South East Asia. A place once associated, predominantly, with the mid-life crisis career man, or the thrill-seeking hippy, has now become something of a rite of passage for middle-class youths. The crashing economy and rising university fees have pushed us all towards the same perceived end: an edifying, spiritually uplifting Asian journey.
Given the limitations of school or university holidays- or the one year break that is socially acceptable to take out of education- this generally equates to an accelerated jolly through the hip parts of Asia. You only need to get a couple of drinks down one of these seasoned travellers before he or she will regale you with their wisdom. A fortunate listener, you might expect stories of their newfound maturity, their enhanced appreciation for life and, latterly, their numerous sexual conquests.

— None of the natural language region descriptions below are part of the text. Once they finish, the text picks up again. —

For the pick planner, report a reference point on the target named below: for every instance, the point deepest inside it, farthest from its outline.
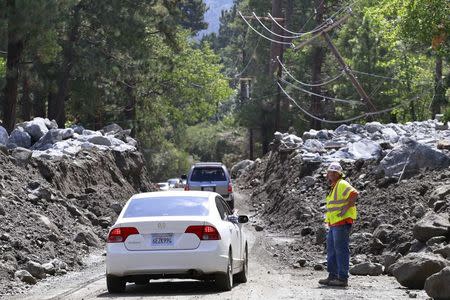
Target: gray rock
(3, 136)
(436, 240)
(415, 156)
(367, 268)
(50, 124)
(49, 268)
(437, 285)
(47, 141)
(313, 146)
(373, 127)
(441, 192)
(19, 138)
(444, 251)
(389, 260)
(111, 129)
(383, 232)
(100, 140)
(365, 149)
(36, 128)
(78, 129)
(35, 269)
(413, 269)
(431, 225)
(25, 276)
(67, 133)
(240, 167)
(22, 154)
(87, 237)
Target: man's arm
(351, 202)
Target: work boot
(338, 282)
(326, 281)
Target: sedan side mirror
(242, 219)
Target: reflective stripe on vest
(336, 200)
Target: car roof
(174, 194)
(209, 164)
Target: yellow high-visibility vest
(338, 198)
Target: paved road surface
(268, 280)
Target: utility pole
(318, 57)
(276, 50)
(324, 34)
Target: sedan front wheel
(224, 281)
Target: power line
(262, 35)
(272, 32)
(307, 84)
(354, 102)
(346, 120)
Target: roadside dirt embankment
(56, 209)
(402, 173)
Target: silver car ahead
(213, 177)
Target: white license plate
(162, 239)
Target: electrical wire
(250, 60)
(307, 84)
(272, 32)
(354, 102)
(345, 120)
(262, 35)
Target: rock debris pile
(60, 190)
(403, 175)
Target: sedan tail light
(230, 187)
(120, 234)
(204, 232)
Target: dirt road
(269, 279)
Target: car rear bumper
(206, 259)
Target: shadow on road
(167, 288)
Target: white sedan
(176, 235)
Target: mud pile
(54, 208)
(404, 204)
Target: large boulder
(19, 138)
(3, 136)
(412, 270)
(50, 138)
(409, 157)
(36, 128)
(240, 166)
(367, 268)
(431, 225)
(365, 149)
(313, 146)
(437, 285)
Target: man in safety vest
(340, 215)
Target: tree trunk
(26, 99)
(318, 57)
(15, 47)
(439, 95)
(59, 113)
(130, 108)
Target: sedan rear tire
(115, 284)
(242, 276)
(224, 281)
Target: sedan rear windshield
(167, 206)
(208, 174)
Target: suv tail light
(204, 232)
(230, 187)
(120, 234)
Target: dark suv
(211, 176)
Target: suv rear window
(208, 174)
(167, 206)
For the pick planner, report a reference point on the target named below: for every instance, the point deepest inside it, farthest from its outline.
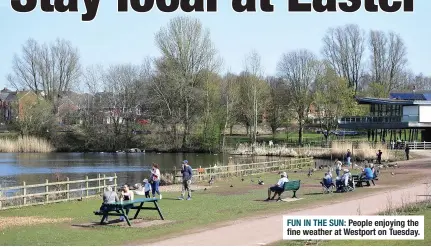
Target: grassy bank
(26, 144)
(361, 151)
(54, 224)
(415, 209)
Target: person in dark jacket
(187, 180)
(407, 150)
(379, 156)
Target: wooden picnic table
(120, 208)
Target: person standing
(348, 156)
(155, 178)
(379, 157)
(338, 165)
(109, 196)
(187, 172)
(407, 150)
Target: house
(401, 111)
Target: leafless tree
(47, 69)
(228, 100)
(278, 104)
(123, 87)
(188, 56)
(300, 70)
(388, 59)
(344, 49)
(253, 67)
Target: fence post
(98, 182)
(46, 191)
(24, 192)
(86, 186)
(115, 182)
(67, 189)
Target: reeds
(360, 151)
(26, 144)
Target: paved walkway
(261, 231)
(266, 230)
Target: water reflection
(130, 168)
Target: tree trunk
(186, 126)
(226, 123)
(300, 130)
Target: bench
(290, 186)
(360, 181)
(121, 208)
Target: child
(147, 188)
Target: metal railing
(382, 119)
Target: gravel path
(266, 230)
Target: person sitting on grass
(278, 187)
(109, 196)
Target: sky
(115, 38)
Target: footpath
(266, 230)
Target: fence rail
(238, 170)
(52, 192)
(412, 145)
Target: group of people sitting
(111, 196)
(342, 183)
(345, 182)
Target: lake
(130, 167)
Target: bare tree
(333, 99)
(300, 70)
(344, 49)
(188, 55)
(278, 103)
(228, 100)
(123, 86)
(388, 59)
(253, 68)
(50, 69)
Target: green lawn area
(420, 210)
(215, 205)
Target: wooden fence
(239, 170)
(52, 192)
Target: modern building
(402, 111)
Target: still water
(130, 168)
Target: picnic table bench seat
(120, 208)
(360, 181)
(291, 186)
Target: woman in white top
(155, 178)
(338, 166)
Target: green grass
(215, 205)
(422, 209)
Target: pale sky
(113, 38)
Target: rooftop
(415, 95)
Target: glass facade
(384, 110)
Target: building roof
(367, 100)
(417, 95)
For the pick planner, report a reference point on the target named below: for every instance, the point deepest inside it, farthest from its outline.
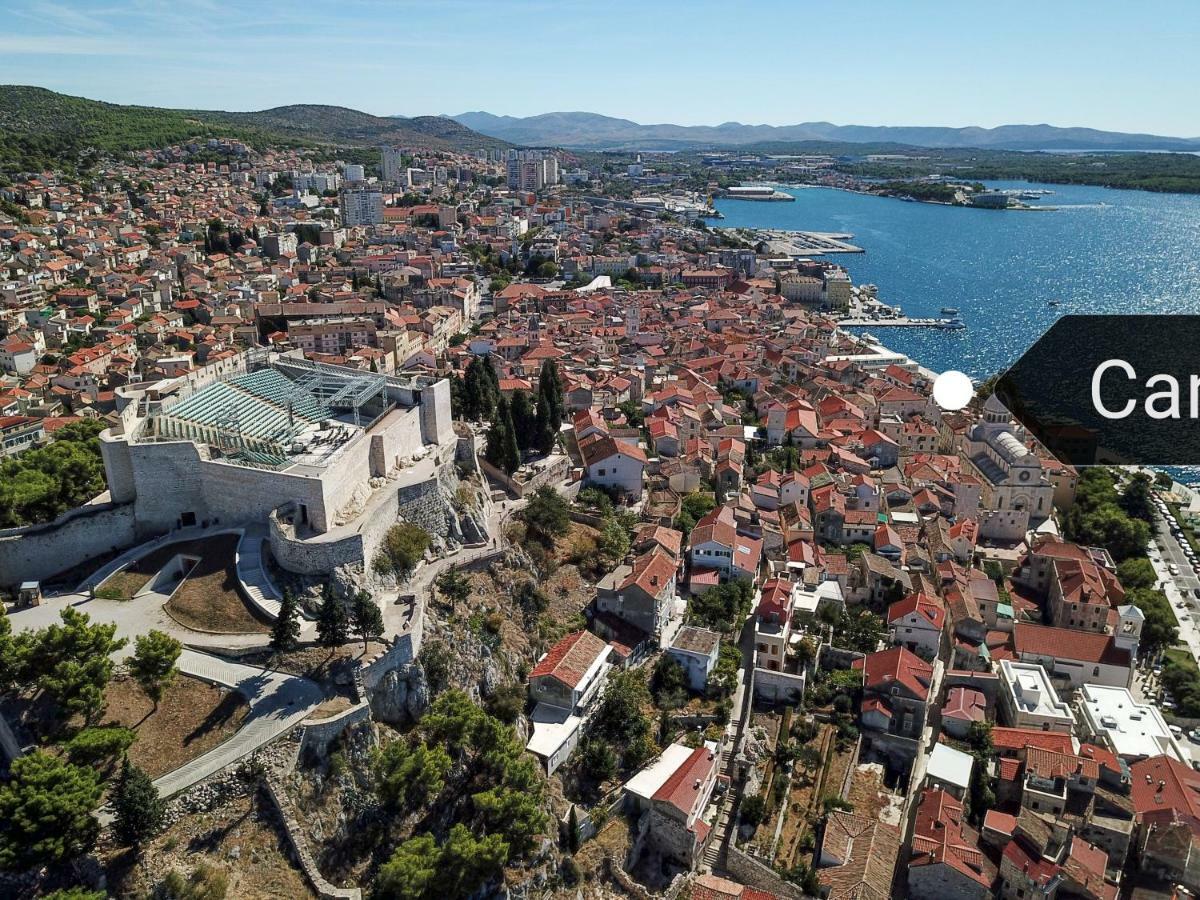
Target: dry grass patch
(239, 840)
(192, 718)
(209, 600)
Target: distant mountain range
(40, 127)
(589, 131)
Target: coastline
(1020, 208)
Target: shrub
(546, 515)
(93, 747)
(753, 810)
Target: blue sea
(1099, 251)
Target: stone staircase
(714, 850)
(256, 583)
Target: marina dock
(802, 244)
(952, 323)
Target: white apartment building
(361, 208)
(1027, 700)
(393, 165)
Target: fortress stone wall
(39, 552)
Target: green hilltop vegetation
(41, 129)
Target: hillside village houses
(240, 340)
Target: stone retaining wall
(300, 847)
(750, 871)
(41, 551)
(319, 733)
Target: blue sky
(1110, 65)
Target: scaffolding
(261, 415)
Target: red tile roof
(1017, 739)
(682, 790)
(1164, 790)
(897, 666)
(1067, 643)
(570, 658)
(940, 835)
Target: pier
(952, 323)
(798, 245)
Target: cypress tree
(493, 451)
(331, 621)
(286, 630)
(138, 809)
(525, 421)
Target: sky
(1117, 66)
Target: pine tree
(497, 439)
(286, 630)
(509, 450)
(573, 831)
(366, 618)
(138, 809)
(331, 624)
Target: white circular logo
(953, 390)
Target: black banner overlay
(1111, 389)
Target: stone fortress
(324, 459)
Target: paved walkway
(277, 702)
(399, 617)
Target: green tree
(613, 543)
(573, 831)
(1137, 499)
(551, 407)
(11, 657)
(1137, 573)
(1159, 629)
(46, 481)
(599, 760)
(454, 586)
(753, 809)
(138, 811)
(366, 618)
(100, 745)
(669, 683)
(723, 607)
(409, 775)
(154, 664)
(331, 622)
(633, 412)
(403, 546)
(286, 630)
(525, 421)
(547, 514)
(46, 811)
(621, 717)
(73, 661)
(412, 871)
(502, 450)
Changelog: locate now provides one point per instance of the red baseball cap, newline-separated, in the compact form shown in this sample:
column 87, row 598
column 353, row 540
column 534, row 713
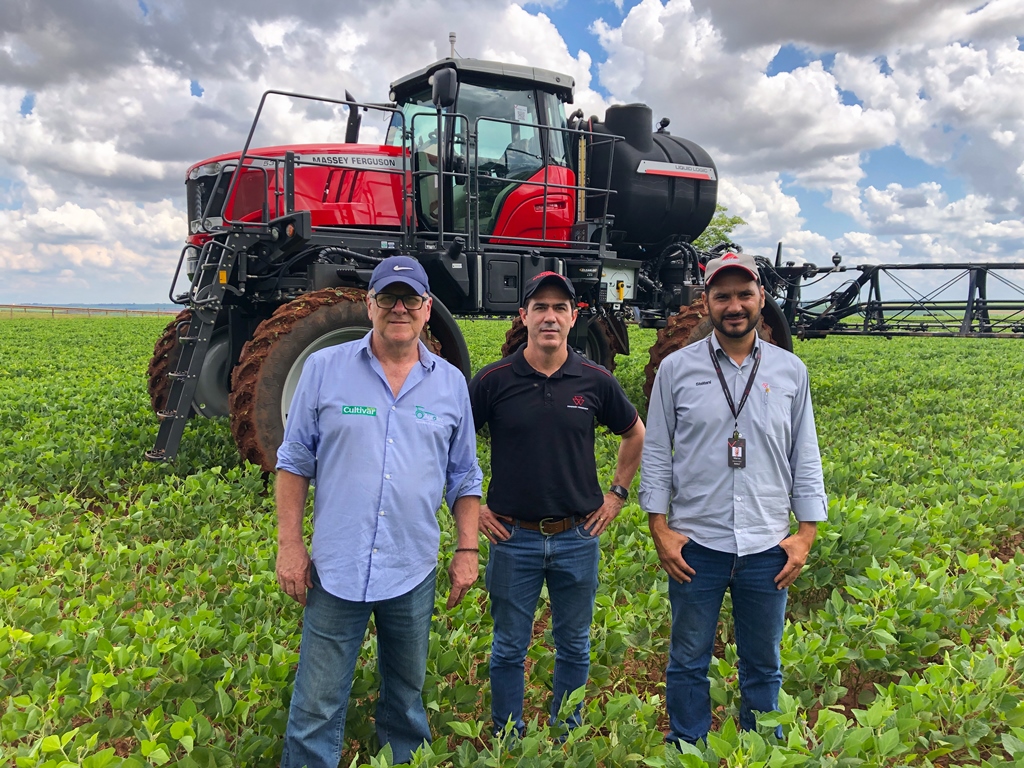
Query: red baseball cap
column 731, row 261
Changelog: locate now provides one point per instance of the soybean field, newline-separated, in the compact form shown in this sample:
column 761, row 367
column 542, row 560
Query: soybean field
column 140, row 621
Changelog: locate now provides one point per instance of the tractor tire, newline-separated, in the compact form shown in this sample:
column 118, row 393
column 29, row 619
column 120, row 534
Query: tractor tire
column 691, row 325
column 601, row 343
column 164, row 360
column 264, row 380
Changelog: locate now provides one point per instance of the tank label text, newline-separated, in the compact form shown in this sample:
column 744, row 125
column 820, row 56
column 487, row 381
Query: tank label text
column 358, row 411
column 654, row 168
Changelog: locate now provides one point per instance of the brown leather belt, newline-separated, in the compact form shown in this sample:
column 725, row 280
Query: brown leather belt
column 549, row 526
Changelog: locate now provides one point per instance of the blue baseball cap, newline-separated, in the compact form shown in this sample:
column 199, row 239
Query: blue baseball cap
column 399, row 269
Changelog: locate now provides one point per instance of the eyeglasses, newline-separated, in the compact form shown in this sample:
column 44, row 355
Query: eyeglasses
column 388, row 300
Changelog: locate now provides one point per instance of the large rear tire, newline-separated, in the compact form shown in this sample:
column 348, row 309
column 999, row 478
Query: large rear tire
column 601, row 345
column 268, row 370
column 691, row 325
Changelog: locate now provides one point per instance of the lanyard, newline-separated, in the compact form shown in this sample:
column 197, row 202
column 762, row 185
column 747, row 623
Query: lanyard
column 725, row 387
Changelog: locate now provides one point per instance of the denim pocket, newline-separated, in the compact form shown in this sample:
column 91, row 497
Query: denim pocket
column 510, row 529
column 582, row 532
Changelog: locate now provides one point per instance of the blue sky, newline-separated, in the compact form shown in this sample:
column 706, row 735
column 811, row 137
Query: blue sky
column 893, row 131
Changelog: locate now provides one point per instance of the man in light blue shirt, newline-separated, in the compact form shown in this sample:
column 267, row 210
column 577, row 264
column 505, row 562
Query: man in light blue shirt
column 385, row 430
column 730, row 451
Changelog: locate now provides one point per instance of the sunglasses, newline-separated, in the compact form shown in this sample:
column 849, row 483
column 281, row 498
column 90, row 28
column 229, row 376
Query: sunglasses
column 388, row 300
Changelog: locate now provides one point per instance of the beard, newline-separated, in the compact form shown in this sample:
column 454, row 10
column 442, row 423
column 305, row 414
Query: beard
column 752, row 324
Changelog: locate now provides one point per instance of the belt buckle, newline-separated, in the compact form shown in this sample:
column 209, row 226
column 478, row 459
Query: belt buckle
column 542, row 523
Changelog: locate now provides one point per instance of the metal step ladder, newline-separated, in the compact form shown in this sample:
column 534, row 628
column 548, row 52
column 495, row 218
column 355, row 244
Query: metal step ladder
column 205, row 298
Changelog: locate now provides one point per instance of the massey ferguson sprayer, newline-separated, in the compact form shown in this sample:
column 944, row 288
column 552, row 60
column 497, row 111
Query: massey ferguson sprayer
column 485, row 180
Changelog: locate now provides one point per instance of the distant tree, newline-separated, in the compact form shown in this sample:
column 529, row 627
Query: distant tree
column 719, row 229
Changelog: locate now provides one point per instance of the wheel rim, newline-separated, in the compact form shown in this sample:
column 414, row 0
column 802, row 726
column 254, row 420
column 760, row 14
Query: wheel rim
column 330, row 339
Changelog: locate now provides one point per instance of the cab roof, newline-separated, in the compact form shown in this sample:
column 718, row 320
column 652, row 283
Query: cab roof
column 547, row 80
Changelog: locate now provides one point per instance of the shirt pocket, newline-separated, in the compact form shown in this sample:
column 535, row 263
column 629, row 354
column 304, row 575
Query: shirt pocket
column 776, row 411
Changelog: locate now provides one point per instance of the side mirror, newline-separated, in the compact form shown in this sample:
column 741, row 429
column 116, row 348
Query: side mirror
column 445, row 85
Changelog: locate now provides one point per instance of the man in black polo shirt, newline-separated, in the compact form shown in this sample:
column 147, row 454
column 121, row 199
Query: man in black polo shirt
column 545, row 509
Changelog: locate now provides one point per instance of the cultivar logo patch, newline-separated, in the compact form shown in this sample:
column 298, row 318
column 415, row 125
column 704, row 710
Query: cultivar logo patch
column 422, row 413
column 358, row 411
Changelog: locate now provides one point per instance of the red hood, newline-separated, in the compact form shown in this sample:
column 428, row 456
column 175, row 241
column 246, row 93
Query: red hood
column 275, row 152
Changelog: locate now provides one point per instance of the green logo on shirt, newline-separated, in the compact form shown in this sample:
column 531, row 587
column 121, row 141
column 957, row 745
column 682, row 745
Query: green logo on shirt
column 358, row 411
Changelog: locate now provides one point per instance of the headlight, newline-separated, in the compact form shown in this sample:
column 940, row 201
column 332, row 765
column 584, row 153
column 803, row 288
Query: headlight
column 192, row 261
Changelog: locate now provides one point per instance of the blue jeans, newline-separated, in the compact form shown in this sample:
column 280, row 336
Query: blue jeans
column 758, row 612
column 516, row 570
column 332, row 633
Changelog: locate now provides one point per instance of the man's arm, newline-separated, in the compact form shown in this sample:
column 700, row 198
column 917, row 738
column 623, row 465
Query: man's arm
column 630, row 451
column 465, row 562
column 670, row 545
column 293, row 558
column 810, row 505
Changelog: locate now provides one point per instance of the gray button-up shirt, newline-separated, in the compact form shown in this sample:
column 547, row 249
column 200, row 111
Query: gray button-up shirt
column 685, row 470
column 382, row 465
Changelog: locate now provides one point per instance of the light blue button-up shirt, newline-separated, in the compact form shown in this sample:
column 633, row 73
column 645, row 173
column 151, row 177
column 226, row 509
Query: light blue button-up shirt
column 381, row 466
column 685, row 472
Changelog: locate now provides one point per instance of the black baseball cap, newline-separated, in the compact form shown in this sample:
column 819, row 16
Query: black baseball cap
column 548, row 279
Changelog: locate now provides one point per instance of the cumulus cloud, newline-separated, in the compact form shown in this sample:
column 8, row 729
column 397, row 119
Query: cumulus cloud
column 98, row 120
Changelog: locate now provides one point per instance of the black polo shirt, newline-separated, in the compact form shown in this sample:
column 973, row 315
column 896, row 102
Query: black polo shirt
column 542, row 433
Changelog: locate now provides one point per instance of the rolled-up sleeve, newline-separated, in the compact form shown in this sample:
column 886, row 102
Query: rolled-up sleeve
column 298, row 451
column 463, row 473
column 808, row 497
column 655, row 465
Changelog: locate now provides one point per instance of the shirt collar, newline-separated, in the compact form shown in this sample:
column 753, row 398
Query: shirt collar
column 571, row 367
column 426, row 359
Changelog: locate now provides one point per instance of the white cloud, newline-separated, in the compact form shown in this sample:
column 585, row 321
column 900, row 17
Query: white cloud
column 91, row 193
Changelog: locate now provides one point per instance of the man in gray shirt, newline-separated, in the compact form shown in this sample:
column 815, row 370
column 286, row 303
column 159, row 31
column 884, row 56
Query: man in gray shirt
column 730, row 451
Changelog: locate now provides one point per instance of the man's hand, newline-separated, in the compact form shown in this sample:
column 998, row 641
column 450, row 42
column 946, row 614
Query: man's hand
column 598, row 520
column 294, row 572
column 798, row 547
column 670, row 548
column 464, row 569
column 492, row 526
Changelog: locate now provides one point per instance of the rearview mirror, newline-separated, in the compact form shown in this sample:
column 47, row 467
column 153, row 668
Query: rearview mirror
column 445, row 84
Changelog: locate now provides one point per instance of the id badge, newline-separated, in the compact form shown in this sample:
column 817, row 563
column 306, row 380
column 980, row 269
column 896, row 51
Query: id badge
column 737, row 453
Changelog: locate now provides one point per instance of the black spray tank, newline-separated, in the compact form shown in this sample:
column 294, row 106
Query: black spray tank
column 666, row 186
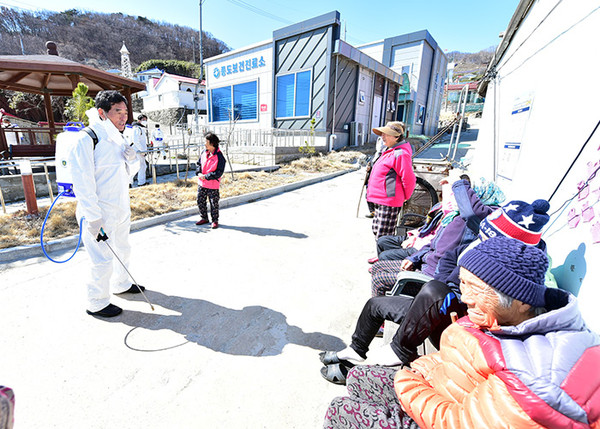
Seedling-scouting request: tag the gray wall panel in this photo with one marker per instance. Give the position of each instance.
(308, 50)
(345, 88)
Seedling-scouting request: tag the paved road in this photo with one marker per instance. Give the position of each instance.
(467, 140)
(241, 313)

It’s easy to criticise this type of traveller. Something that many people might niggle at is the question of their authenticity. ‘Travel’, with all its connotations, brings forth the image of an explorer, a pioneer, gaining unique insights into the vast cosmos. And yet, the reality is, the South East Asian experience has become a package holiday, with all the same landmarks- popularised on Facebook and forced upon you by squealing travel reps. Cuddle the drugged-up baby tigers for the camera- check. Ride a precariously-balanced seat atop an elephant- check. Drink a sandcastle bucket full of home brewed vodka- and eject it out upon the sand beneath the rising sun- check. The more of these milestones you manage to do, the more you will be able to converse with fellow ‘travellers’ of South East Asia, who have risen to your lofty plain. It becomes not so much a case of discovering, looking with Proust’s ‘new eyes’ upon your surroundings. It is instead about entering into an exclusive club, full of members who have conquered the same cliches. Entering a number of tourist-ridden destinations, and recording your adventurousness for posterity, with a little thanks to Mark Zuckerberg.
For others, a greater concern might be the effect that these travellers are having on the countries they are invading en mass. Any economist will tell you that tourism is, in financial terms, a wonderful thing for a country to invite: Thailand, Laos, Vietnam, all of these countries are becoming wealthier and more prosperous thanks to the tourists flocking in from every corner of the world. Indeed, what’s wrong with this? ‘Money! Education! Opportunity!’, the economist cries. But what opportunities, exactly, does this demand to please tourists offer? You only have to enter the nightlife strips of Bangkok and Phuket in order to find out. Particularly, the perverse entertainment of ping pong balls, pieces of fruit…and even small furry animals being ejected from places they should never have been in the first place. The Western tourist industry funds not only these, but also the age-old prostitution industry, with a number of less-than-plausible massage parlours offering you an extraordinarily good time.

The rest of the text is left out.